A useful way to determine the distribution of energy within the data array is to plot the wavelet power, equivalent to the amplitude-squared. By looking for regions within the Wavelet Power Spectrum (WPS) of large power, you can determine which features of your signal are important and which can be ignored.

### Method

Given the wavelet transform Wi of a multi-dimensional data array, Ai, where i=0...N-1 is the index and N is the number of points, then the Wavelet Power Spectrum is defined as the absolute-value squared of the wavelet coefficients, |Wi|2.

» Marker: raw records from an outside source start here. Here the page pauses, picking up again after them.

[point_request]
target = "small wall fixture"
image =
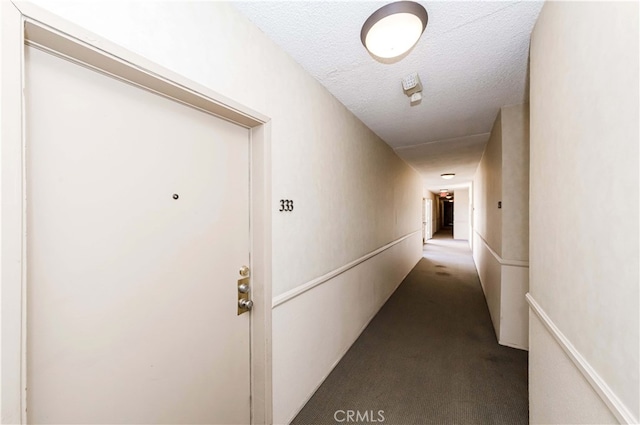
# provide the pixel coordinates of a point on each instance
(394, 29)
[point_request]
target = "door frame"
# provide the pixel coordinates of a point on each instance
(23, 24)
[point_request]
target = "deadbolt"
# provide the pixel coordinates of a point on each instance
(245, 304)
(244, 271)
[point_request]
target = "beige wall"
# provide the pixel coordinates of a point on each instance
(501, 235)
(584, 252)
(487, 184)
(515, 182)
(461, 220)
(352, 194)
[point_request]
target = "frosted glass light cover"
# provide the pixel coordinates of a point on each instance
(394, 35)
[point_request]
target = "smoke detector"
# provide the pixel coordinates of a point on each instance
(411, 84)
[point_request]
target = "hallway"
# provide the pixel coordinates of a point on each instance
(429, 356)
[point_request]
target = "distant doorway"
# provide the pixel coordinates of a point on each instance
(447, 214)
(427, 220)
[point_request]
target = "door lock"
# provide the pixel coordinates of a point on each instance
(245, 304)
(244, 287)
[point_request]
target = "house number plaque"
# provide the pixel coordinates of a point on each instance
(286, 205)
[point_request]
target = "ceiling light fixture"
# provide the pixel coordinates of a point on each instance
(394, 29)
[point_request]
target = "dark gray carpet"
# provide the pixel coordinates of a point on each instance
(430, 355)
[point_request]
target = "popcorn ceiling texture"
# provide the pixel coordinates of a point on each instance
(472, 60)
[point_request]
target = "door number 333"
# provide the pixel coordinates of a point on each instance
(286, 205)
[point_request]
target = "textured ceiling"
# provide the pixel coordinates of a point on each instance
(472, 60)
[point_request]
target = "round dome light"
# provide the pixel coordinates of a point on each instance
(394, 29)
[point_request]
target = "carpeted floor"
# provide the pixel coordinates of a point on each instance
(429, 356)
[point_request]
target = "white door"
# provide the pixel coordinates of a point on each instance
(428, 207)
(138, 221)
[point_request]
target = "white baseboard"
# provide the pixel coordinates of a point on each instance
(609, 398)
(342, 354)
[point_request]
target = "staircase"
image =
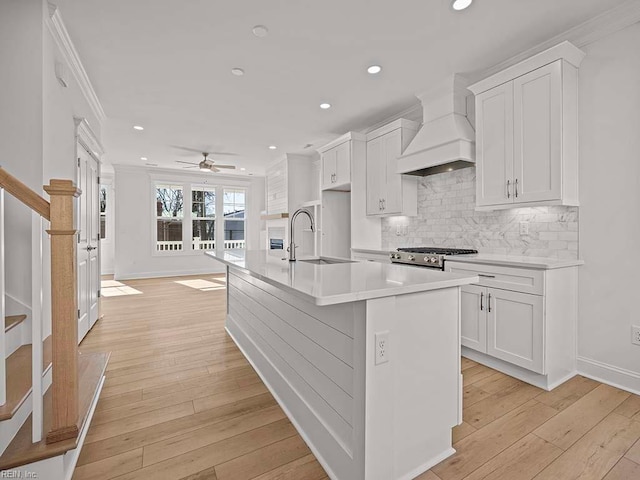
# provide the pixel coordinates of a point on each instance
(48, 388)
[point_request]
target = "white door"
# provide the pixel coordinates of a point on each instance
(375, 176)
(88, 242)
(494, 146)
(537, 141)
(515, 328)
(474, 317)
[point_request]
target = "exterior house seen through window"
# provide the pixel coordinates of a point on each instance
(203, 215)
(217, 215)
(169, 212)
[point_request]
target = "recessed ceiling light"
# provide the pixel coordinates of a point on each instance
(260, 31)
(461, 4)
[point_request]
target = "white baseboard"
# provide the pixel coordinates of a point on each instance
(169, 273)
(610, 374)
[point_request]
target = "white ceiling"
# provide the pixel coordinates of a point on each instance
(166, 65)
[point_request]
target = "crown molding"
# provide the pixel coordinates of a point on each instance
(63, 41)
(592, 30)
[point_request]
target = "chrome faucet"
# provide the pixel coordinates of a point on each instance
(292, 244)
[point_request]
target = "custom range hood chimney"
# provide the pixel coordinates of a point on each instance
(446, 140)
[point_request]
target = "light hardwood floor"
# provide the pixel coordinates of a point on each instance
(181, 402)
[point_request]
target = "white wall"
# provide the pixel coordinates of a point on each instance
(135, 255)
(610, 208)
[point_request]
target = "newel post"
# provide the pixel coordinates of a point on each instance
(64, 307)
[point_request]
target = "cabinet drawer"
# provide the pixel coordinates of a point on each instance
(508, 278)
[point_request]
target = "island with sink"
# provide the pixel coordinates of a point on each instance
(363, 357)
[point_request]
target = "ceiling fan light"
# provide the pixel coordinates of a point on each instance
(461, 4)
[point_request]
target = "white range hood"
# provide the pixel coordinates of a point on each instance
(446, 140)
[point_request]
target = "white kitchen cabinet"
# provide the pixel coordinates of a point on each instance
(388, 192)
(515, 328)
(521, 321)
(336, 167)
(526, 132)
(473, 317)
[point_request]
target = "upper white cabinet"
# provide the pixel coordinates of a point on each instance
(526, 132)
(336, 158)
(388, 192)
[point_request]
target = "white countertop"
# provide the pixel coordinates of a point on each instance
(540, 263)
(339, 282)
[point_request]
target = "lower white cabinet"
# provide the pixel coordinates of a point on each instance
(526, 327)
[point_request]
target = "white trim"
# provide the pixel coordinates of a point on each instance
(342, 139)
(609, 374)
(581, 35)
(428, 464)
(63, 41)
(87, 138)
(564, 50)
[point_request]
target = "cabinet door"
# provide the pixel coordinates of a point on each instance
(328, 168)
(375, 176)
(343, 164)
(494, 146)
(474, 317)
(537, 99)
(392, 200)
(515, 328)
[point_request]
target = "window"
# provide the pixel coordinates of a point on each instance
(234, 216)
(103, 212)
(203, 218)
(169, 213)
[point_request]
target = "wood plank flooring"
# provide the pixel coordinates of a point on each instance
(181, 402)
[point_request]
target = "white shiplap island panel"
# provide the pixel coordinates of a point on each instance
(309, 331)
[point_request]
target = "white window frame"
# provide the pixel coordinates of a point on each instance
(187, 183)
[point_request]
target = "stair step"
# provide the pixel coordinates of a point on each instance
(13, 321)
(19, 376)
(18, 381)
(22, 452)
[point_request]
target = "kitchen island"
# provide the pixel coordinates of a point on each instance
(363, 357)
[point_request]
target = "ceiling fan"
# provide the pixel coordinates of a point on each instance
(206, 164)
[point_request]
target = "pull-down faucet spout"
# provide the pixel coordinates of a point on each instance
(292, 244)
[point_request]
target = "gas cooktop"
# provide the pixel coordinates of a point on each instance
(432, 257)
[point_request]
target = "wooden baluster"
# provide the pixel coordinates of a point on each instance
(64, 308)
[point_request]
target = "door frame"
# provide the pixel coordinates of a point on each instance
(87, 140)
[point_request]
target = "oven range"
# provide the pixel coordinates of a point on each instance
(431, 257)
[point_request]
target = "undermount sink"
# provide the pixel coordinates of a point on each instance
(326, 261)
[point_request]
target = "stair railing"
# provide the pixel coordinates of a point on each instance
(64, 302)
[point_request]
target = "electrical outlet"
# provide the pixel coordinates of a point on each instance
(382, 347)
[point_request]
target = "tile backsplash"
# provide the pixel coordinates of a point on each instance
(447, 218)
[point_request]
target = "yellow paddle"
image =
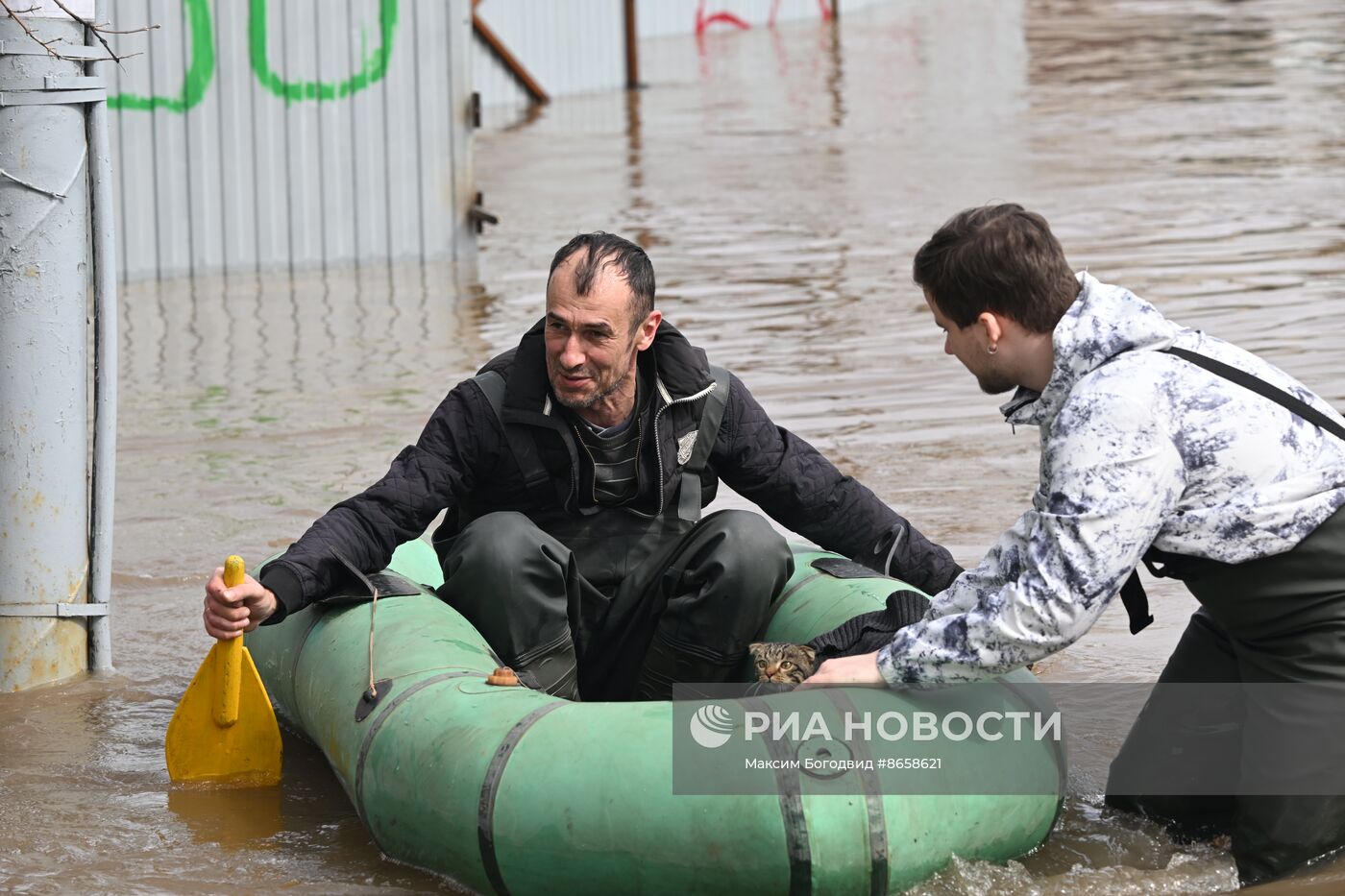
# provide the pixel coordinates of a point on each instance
(225, 729)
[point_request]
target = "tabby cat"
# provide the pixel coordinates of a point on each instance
(783, 664)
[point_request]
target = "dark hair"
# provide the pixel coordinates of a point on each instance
(608, 249)
(1001, 258)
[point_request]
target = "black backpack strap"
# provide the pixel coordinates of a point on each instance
(1260, 388)
(1133, 593)
(716, 402)
(521, 443)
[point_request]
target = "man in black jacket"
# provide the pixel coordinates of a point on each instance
(574, 470)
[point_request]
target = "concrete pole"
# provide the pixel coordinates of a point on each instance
(43, 355)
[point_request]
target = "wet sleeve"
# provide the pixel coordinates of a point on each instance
(796, 486)
(423, 479)
(1110, 475)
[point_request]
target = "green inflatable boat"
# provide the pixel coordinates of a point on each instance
(506, 790)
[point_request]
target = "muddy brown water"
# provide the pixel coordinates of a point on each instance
(780, 181)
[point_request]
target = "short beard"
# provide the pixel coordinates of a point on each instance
(995, 383)
(584, 403)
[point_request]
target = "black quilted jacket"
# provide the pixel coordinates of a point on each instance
(461, 463)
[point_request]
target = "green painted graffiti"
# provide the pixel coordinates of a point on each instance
(373, 70)
(198, 74)
(202, 69)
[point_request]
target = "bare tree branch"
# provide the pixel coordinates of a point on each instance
(98, 30)
(44, 44)
(51, 46)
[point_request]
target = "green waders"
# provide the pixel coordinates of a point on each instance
(1246, 731)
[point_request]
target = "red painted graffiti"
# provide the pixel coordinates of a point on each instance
(703, 22)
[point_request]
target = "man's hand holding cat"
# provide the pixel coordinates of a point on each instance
(847, 670)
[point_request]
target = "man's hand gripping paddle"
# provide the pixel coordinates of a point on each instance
(225, 729)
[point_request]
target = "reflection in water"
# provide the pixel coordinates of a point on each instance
(231, 817)
(782, 182)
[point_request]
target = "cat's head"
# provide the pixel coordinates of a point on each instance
(784, 664)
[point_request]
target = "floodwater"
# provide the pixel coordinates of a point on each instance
(782, 181)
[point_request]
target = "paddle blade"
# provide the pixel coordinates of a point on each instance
(242, 754)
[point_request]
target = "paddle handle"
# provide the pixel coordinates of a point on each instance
(229, 658)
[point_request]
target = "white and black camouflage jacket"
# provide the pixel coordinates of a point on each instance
(1138, 448)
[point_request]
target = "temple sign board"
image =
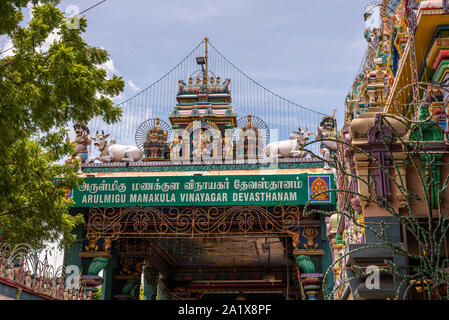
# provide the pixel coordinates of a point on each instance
(163, 191)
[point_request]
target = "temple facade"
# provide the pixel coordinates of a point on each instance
(388, 236)
(203, 207)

#### One-dimensional Vector

For a vector (such as a time series) the coefficients of wavelet power can be rearranged to yield a two-dimensional picture, where the first dimension is the independent variable (e.g. time) and the second dimension is the wavelet scale (e.g. 1/frequency).

#### Two-dimensional Array

The wavelet transform of a 2D array is also two-dimensional, and is arranged so that the smallest scales are in the upper-right quadrant (assuming that index [0, 0] is in the lower-left).

### Example

Use the "Chirp" dataset that is included in the Wavelet sample file. This dataset contains a time series with a sine wave that has an exponentially-increasing frequency. You can use the Multiresolution Analysis viewer to examine the time series.

Try the following steps:

1. From the main window, select the Chirp dataset and start the Wavelet Power Spectrum viewer using either the Visualize Menu or the Toolbar button. The WPS can be seen under Wavelet Power Spectrum.
2. Select the Morlet wavelet function from the Family dropdown box. You should be able to see the exponential increase in frequency as a band of high power extending from left to right, and ranging from about Scale=256 sec. near the beginning to Scale=16 sec. near the end of the time series.
3. To bring out the features more clearly, change the Energy Scaling dropdown item from Power to Magnitude.
4. Notice the large peak near Scale=256 sec. This is primarily due to the discontinuity that occurs when the dataset is wrapped around from the end back to the beginning. Move the Order slider bar from 6 to 4 to make the peak more narrow.
5.  Tip
You can use your mouse to rotate, zoom in or out, or move the plot.

6. To find the chirp peaks, select the Zero Phase Lines check box.
7. Now deselect the 3D check box to view the surface from above.